Purpose of the design phase is to create a design which would optimally accommodate the evolved conceptual designs (DCs), design parameters with their targets and tolerances. Design phase should concentrate in documenting or creating soft designs, reviewing the design at every stage and optimizing as required, and ultimately creating a prototype. Output of the design phase would be High-level and Detailed level design lay-out in document form or soft form, prototype and three control plans: Production Quality Control plans, Field quality control plans and Supplier Quality Control Plans for critical suppliers. Production Quality Control Plans would be used as cautions in production or service provision process to produce and preserve the design quality, Field quality control plan will give cautions for the use of the product in the field and the suppliers of critical input or materials would be guided by Supplier Quality Control plans to assure quality of the material or other input.
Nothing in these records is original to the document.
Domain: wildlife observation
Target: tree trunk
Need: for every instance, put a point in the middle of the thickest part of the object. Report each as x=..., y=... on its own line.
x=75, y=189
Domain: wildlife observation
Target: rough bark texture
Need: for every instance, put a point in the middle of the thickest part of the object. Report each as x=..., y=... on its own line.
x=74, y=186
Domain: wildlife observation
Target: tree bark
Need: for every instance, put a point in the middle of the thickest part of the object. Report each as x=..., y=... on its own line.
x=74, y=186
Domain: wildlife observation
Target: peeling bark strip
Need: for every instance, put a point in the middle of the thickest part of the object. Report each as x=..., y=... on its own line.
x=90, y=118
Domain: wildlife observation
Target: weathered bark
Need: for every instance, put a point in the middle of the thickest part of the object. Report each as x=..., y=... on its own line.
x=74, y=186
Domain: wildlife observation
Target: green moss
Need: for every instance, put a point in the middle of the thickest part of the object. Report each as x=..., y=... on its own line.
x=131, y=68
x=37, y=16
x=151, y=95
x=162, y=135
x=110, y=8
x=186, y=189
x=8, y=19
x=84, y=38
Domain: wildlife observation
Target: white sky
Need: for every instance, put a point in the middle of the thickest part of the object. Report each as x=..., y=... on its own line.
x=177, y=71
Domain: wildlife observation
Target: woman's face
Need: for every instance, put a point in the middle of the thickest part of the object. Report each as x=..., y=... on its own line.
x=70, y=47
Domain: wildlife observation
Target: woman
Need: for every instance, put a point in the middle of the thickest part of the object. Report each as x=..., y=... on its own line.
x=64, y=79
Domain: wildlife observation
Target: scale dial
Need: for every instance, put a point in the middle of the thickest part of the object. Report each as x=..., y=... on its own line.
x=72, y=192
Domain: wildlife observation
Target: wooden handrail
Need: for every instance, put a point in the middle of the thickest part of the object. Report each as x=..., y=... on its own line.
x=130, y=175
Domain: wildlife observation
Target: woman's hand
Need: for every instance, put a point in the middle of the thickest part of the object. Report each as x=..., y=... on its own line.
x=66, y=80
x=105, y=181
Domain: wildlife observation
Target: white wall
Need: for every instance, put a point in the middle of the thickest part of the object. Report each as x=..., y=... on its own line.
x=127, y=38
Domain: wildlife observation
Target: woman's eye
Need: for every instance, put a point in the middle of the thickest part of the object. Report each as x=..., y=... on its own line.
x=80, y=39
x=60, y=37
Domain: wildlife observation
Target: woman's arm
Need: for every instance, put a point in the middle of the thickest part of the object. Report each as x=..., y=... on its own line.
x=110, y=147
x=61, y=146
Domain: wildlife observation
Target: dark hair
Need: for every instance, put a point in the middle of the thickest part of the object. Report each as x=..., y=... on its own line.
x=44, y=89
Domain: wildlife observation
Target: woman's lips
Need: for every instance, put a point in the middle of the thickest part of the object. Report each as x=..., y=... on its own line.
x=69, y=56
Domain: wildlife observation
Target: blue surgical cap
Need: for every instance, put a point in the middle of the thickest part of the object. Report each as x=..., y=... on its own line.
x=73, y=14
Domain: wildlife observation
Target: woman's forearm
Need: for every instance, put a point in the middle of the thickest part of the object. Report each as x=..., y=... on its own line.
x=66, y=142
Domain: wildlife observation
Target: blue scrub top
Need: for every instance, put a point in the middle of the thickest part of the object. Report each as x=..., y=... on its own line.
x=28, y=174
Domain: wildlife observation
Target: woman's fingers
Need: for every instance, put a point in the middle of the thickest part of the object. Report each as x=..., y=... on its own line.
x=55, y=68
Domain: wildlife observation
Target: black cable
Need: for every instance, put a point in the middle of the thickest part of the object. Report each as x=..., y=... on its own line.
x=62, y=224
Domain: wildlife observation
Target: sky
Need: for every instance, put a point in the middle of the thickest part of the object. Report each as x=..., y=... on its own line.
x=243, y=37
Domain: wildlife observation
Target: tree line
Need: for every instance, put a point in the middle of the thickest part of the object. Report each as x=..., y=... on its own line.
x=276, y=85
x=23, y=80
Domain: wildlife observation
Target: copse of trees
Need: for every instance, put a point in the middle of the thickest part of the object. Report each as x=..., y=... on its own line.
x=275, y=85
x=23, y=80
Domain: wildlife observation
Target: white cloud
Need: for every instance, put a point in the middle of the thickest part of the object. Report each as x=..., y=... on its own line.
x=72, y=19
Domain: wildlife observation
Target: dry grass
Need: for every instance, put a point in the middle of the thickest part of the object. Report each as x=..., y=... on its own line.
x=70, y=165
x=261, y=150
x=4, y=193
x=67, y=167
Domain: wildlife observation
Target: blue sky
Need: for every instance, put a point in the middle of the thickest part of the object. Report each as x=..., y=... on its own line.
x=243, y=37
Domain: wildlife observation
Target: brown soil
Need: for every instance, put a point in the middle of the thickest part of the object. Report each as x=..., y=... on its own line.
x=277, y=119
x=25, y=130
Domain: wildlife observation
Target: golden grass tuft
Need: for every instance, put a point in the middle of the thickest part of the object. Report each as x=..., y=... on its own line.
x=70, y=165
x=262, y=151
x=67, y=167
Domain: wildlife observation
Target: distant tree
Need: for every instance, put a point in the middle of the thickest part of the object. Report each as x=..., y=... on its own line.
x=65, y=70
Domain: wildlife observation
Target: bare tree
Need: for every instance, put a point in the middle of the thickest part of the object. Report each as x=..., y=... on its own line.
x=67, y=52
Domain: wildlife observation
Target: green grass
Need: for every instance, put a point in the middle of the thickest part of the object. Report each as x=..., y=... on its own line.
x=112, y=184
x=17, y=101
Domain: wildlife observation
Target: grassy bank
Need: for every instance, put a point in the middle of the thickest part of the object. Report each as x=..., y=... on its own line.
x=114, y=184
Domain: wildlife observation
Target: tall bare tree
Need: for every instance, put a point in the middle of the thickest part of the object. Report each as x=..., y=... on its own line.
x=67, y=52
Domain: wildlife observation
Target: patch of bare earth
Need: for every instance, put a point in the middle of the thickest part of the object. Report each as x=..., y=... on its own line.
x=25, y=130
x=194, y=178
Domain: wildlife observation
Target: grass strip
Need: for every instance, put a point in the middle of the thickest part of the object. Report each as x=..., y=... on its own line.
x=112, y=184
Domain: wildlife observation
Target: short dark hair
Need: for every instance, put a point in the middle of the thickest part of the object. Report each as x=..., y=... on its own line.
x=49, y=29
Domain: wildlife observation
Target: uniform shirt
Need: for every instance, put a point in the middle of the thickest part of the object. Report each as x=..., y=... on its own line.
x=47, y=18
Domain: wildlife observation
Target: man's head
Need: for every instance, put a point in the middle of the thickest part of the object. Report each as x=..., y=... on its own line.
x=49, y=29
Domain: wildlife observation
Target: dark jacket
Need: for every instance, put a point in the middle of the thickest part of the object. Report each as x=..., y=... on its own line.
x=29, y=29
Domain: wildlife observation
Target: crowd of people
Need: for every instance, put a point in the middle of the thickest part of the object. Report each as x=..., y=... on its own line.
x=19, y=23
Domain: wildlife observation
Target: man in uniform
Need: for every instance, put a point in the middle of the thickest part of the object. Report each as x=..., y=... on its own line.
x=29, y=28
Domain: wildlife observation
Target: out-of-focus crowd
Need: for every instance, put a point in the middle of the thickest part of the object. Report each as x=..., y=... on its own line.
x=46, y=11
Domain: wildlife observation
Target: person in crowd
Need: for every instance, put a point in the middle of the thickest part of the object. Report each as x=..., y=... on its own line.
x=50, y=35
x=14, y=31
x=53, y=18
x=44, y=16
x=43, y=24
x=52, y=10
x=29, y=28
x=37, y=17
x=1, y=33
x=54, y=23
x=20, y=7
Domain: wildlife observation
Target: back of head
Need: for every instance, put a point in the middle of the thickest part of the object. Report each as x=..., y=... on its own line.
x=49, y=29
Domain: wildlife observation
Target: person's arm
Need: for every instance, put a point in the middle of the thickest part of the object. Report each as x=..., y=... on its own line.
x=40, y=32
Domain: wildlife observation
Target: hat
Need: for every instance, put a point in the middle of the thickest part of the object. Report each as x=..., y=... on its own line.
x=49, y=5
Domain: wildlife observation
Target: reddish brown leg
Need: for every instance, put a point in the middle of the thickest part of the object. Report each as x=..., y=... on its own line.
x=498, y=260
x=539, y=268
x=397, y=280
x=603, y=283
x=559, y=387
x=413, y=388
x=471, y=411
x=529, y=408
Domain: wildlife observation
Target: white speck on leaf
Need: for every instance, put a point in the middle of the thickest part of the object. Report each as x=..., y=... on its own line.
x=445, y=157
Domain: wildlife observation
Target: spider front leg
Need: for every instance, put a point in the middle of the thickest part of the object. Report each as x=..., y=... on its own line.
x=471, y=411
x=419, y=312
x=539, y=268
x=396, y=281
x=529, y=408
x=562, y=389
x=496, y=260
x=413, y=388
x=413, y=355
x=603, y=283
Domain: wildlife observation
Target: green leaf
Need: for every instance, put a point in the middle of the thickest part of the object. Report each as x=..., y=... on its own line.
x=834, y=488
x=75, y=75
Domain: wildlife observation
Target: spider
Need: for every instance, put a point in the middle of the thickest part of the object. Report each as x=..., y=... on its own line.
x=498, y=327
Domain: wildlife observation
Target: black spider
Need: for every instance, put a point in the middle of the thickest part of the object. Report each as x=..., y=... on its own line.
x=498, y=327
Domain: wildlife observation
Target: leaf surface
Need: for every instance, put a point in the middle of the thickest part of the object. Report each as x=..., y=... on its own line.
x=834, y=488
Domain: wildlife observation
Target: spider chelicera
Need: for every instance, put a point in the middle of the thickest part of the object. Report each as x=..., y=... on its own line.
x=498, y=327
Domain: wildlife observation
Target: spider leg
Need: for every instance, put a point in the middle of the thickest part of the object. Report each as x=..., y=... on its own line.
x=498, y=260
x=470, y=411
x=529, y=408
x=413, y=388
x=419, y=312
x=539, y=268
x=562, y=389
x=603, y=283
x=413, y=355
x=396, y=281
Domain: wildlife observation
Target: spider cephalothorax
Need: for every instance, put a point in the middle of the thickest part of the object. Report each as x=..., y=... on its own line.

Project management tools are of immense help at this stage.

Verify Phase:

Purpose of the Verify phase is to verify that the produced design in test market fully meet the the stakeholders’ requirements in composite. Installation, Commissioning, Start-up, Production trials, Data collection using three control plans, compiling collected data to fill in the ECTQ dashboard are few activities which are in sequence to ensure that the produced design is of Six Sigma quality from its inception.

Conclusion:

Illustration of the approach has been deliberately made in generic mode as the same descriptions create specific relevance to different designs such as product design, service design, software design, process design, system design, competency designs; even with product designs such as engineering designs, construction designs, chemical or pharmaceutical formulations, petrochemical designs, agricultural designs etc. DFSS is ideally suited to R&D professionals.